I quite liked the depressing presser. I needed to see that he was hacked off with what he has at hand. I worry he may leave at the season's close, because I think as with Marti, he's better than the structure he's leaving and we may not be lucky three times in a row, but what he said about systems v players is true as it was when Redknapp used to say it.
Winning football matches is about having your best players hungry to win, organising them to do so. He can definitely do that, Marti could do that - we do not currently have the players available to do that, nor always the hunger.
I would love to ask someone like Dunne or Chair, who have been here throughout, whether standards among players and the club generally have improved post-Ferdinand/Ramsey and the famous audit...or not.
What do you think Chong, Hoever and Peck would've done to Esquerdinha the wing-back - a position he has never played in the Championship, in a formation we've never played with this team, currently filled with rookies who had two days training since losing on Tuesday?

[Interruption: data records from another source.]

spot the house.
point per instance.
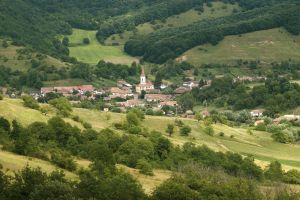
(289, 118)
(191, 84)
(205, 113)
(257, 113)
(82, 89)
(182, 90)
(168, 103)
(121, 93)
(122, 83)
(144, 84)
(132, 103)
(157, 97)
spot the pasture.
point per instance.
(218, 9)
(93, 52)
(267, 46)
(235, 139)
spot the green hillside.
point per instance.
(217, 9)
(260, 144)
(268, 46)
(94, 52)
(12, 163)
(18, 58)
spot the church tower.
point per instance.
(143, 77)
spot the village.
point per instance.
(125, 96)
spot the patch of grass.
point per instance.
(149, 183)
(94, 52)
(267, 46)
(182, 19)
(10, 58)
(12, 162)
(260, 144)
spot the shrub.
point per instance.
(209, 130)
(87, 125)
(30, 102)
(185, 130)
(145, 167)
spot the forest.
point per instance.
(163, 45)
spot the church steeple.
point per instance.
(143, 76)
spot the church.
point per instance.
(144, 84)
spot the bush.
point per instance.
(209, 130)
(63, 160)
(119, 126)
(87, 125)
(221, 134)
(145, 167)
(30, 102)
(185, 130)
(86, 41)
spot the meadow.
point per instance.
(9, 57)
(218, 9)
(93, 52)
(235, 139)
(267, 46)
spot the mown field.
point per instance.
(218, 9)
(267, 46)
(236, 139)
(94, 52)
(9, 57)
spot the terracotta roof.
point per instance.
(157, 97)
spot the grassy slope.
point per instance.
(217, 10)
(94, 52)
(267, 46)
(12, 162)
(16, 63)
(260, 144)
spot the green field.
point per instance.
(94, 52)
(260, 144)
(218, 9)
(9, 57)
(267, 46)
(12, 163)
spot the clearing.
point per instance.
(93, 52)
(267, 46)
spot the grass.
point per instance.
(12, 163)
(236, 139)
(94, 52)
(267, 46)
(9, 57)
(149, 183)
(218, 9)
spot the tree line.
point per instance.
(163, 45)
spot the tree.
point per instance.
(65, 41)
(157, 81)
(170, 129)
(4, 44)
(274, 171)
(185, 130)
(86, 41)
(63, 106)
(209, 130)
(30, 102)
(198, 116)
(4, 124)
(145, 167)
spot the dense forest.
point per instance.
(168, 44)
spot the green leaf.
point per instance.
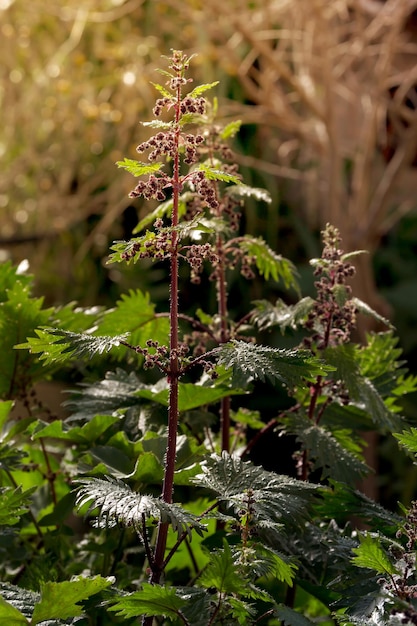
(13, 504)
(291, 618)
(150, 600)
(336, 454)
(362, 392)
(159, 124)
(115, 392)
(135, 313)
(10, 616)
(59, 600)
(408, 439)
(289, 367)
(231, 129)
(275, 498)
(364, 308)
(197, 91)
(164, 209)
(20, 314)
(244, 191)
(57, 346)
(268, 263)
(211, 173)
(223, 574)
(137, 168)
(371, 555)
(164, 92)
(281, 314)
(118, 504)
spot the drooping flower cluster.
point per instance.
(333, 316)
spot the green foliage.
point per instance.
(118, 504)
(137, 168)
(268, 263)
(249, 362)
(371, 555)
(141, 501)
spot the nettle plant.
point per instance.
(174, 523)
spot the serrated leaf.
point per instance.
(245, 191)
(163, 210)
(364, 308)
(250, 361)
(362, 392)
(118, 504)
(159, 124)
(13, 504)
(371, 555)
(150, 600)
(222, 573)
(275, 498)
(281, 314)
(57, 346)
(212, 173)
(164, 92)
(20, 314)
(135, 313)
(10, 616)
(197, 91)
(137, 168)
(408, 439)
(291, 618)
(118, 390)
(60, 600)
(326, 450)
(268, 263)
(231, 129)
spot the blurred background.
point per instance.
(327, 92)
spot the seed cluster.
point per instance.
(333, 316)
(195, 256)
(152, 188)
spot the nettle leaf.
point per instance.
(250, 361)
(408, 439)
(291, 617)
(163, 210)
(371, 555)
(158, 124)
(212, 173)
(231, 129)
(13, 504)
(134, 313)
(275, 498)
(365, 309)
(224, 574)
(150, 600)
(118, 504)
(20, 314)
(336, 454)
(361, 390)
(137, 168)
(281, 314)
(60, 600)
(10, 616)
(269, 263)
(105, 397)
(162, 90)
(245, 191)
(197, 91)
(57, 346)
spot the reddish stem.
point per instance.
(174, 368)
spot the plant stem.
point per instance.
(174, 368)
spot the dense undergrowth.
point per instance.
(143, 505)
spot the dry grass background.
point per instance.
(314, 76)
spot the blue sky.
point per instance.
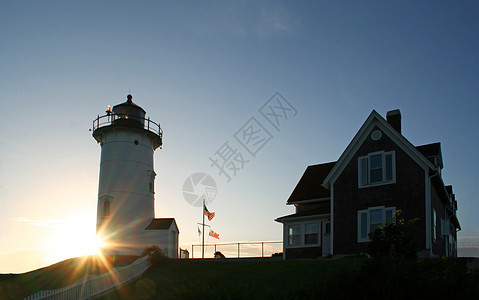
(202, 69)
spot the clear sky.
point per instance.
(203, 69)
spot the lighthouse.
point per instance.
(126, 220)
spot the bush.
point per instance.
(394, 239)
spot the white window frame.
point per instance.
(367, 212)
(298, 234)
(317, 233)
(366, 182)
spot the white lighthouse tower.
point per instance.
(126, 191)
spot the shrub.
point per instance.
(394, 239)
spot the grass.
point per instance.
(346, 278)
(193, 279)
(18, 286)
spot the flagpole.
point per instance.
(203, 242)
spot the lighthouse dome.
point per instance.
(129, 114)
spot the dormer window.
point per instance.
(376, 168)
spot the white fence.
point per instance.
(93, 285)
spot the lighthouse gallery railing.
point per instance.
(109, 119)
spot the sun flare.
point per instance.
(76, 239)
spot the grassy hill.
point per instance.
(18, 286)
(346, 278)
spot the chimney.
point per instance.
(394, 119)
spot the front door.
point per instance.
(326, 234)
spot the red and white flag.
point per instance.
(208, 214)
(214, 234)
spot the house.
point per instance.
(339, 203)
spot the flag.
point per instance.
(208, 214)
(214, 234)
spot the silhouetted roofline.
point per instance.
(161, 224)
(309, 186)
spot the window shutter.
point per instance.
(363, 171)
(363, 225)
(390, 213)
(389, 166)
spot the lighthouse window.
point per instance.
(152, 181)
(106, 208)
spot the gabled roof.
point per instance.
(431, 150)
(373, 120)
(161, 224)
(310, 185)
(312, 212)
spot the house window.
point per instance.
(311, 233)
(371, 218)
(376, 168)
(294, 235)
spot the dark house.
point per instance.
(339, 203)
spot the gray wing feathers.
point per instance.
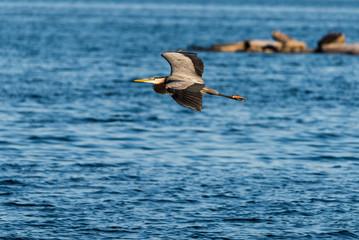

They had enough fun enough with him as a LB. Imagine him swimming somewhere between full-back and winger, and all that lovely space off his shoulder for those three to run through Varane and JCS.
You say you want us to just be solid. Agree, it's a start. We were very solid against Sheffield United in November. Got a 0-0 (which everyone moaned about too). Took our best, most experienced players to earn it:
Hamer Mbengue Cook Dunne Field Madsen Varane Dembele Kone Chair (!) Burrell
Chair and Madsen linked up quite well, Dembele had one of his better games and Burrell was a good out ball. Field played solidly at LB. All might have got us closer to Sheff U at home too.
Stephan is a good coach. Give him a mostly fit squad and I think he could do well in year two. But he said it in post-match: it's not about formations, it's about players, those he's missing and those he has at this moment.
Ronnie Edwards is a right-footed centre-back, who's decent with his left. He can get away as an RB (though I don't think he's great there going forward) but I think it's a stretch to think it would've been better with him distributing the ball down the left or trying to show Chong - a player who loves coming inside - down the line with his wrong foot. They targeted our left and that wouldn't have changed with Edwards there.
There's no magic formation/line-up wand with the players we have out and the back-ups.
Esquerdinha has been presented to the coach as the back-up left back, so Stephan understandably plays him. The point has been made now (again). That's politics.
There's nothing wrong with having Dev squad grads as bit-part backups, finances dictate it. Ossie Kakay was a bit of a figure of fun, but he played dozens of games as a decent RB backup. Morgan is also good enough too for a backup, maybe more soon.
We have others who not ready, though, and far too many at once.